Memorial Day Weekend heralded the much-anticipated return to Seattle of selected treasures from the tomb of Tutankhamun in an exhibition running through January 2013. SAM hosted the exhibit when it visited Seattle in 1962 and again in 1978; this year Tutankhamun: The Golden King and The Great Pharaohs will be on display at the Pacific Science Center in time to celebrate Seattle Center’s 50th anniversary. Although the famous golden funerary mask no longer leaves Egypt, this year’s touring exhibit features a number of iconic artifacts from Tut’s tomb, as well as a wide range of artwork from all periods of Egypt’s ancient history. What many exhibit visitors may not realize is that SAM downtown has a collection of Egyptian artwork permanently on display. In keeping with the “Tutmania” sweeping the city, over the next few months SAMart will showcase a selection of ancient Egyptian art.
This first piece comes originally from the tomb of Montuemhet (TT34), which is situated on the West Bank of the Nile opposite ancient Thebes (modern Luxor) in an area known as the Asasif. Montuemhet was the most influential administrator in this region during the period ca. 680 – 648 BC (straddling the reign of Taharqa at the end of the Kushite Twenty-fifth Dynasty, the sack of Thebes by the Assyrians and the reign of Psammetichus I of the Saite Twenty-sixth Dynasty). While a number of statues portraying him are preserved, his tomb is without doubt his most impressive legacy. The practice of constructing large individual tombs with complex schemes of decoration underwent a remarkable revival at Thebes during this period, some four hundred years after its virtual abandonment. Montuemhet’s tomb is one of the largest built during this time; its mud brick pylons remain a distinctive landmark on the Asasif plateau even today. The extensive substructure includes two sunken courts, one with a series of ten chapels leading off of it, and a large number of underground rock-cut rooms, almost all of which have carved decoration and texts.
The SAM Montuemhet relief is a fine example of sunk carving on a limestone block. The tomb owner sits with one of his three wives, Shepenmut (also seen as “Shepetenmut”), the remains of three columns of hieroglyphs above their heads. There are traces of original paint and vertical chisel marks on the piece (the latter was common in tomb decoration from this period in Thebes). The tomb owner’s shoulder-length wig has long curls hanging in vertical rows, and he wears a plain collar and a sash with a knotted fastener on his left shoulder. Traces of paint on his chest in the form of small rosettes indicate that he originally wore the priestly leopard skin. His near arm would have been held over his lap, his far arm held outwards towards an offering table (now lost). The wife wears a dress with knotted straps leaving her breast exposed, a small plain collar and a long striated wig.
Stylistically, this fragment recalls relief work from the Old Kingdom, some two thousand years earlier.

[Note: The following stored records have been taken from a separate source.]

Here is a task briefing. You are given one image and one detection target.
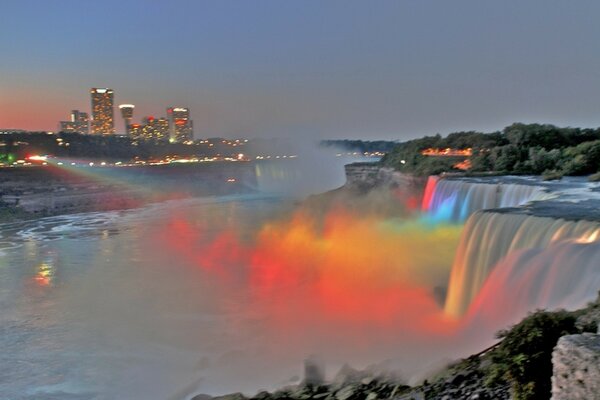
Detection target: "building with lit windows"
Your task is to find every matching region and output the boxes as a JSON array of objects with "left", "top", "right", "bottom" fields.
[
  {"left": 58, "top": 110, "right": 90, "bottom": 134},
  {"left": 167, "top": 107, "right": 194, "bottom": 143},
  {"left": 141, "top": 116, "right": 169, "bottom": 142},
  {"left": 90, "top": 88, "right": 115, "bottom": 135},
  {"left": 119, "top": 104, "right": 135, "bottom": 136},
  {"left": 129, "top": 124, "right": 143, "bottom": 143}
]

The deliberate harking back to a period in the distant past perceived of as ‘classical’ is one of the characteristic and distinctive features of tomb art from the Saite Period; and can perhaps be explained by a desire to reinforce Egyptian patriotic sentiment after a period of foreign occupation. That the Saite artist added a few new stylistic twists of his own makes this artwork quite unique and compelling.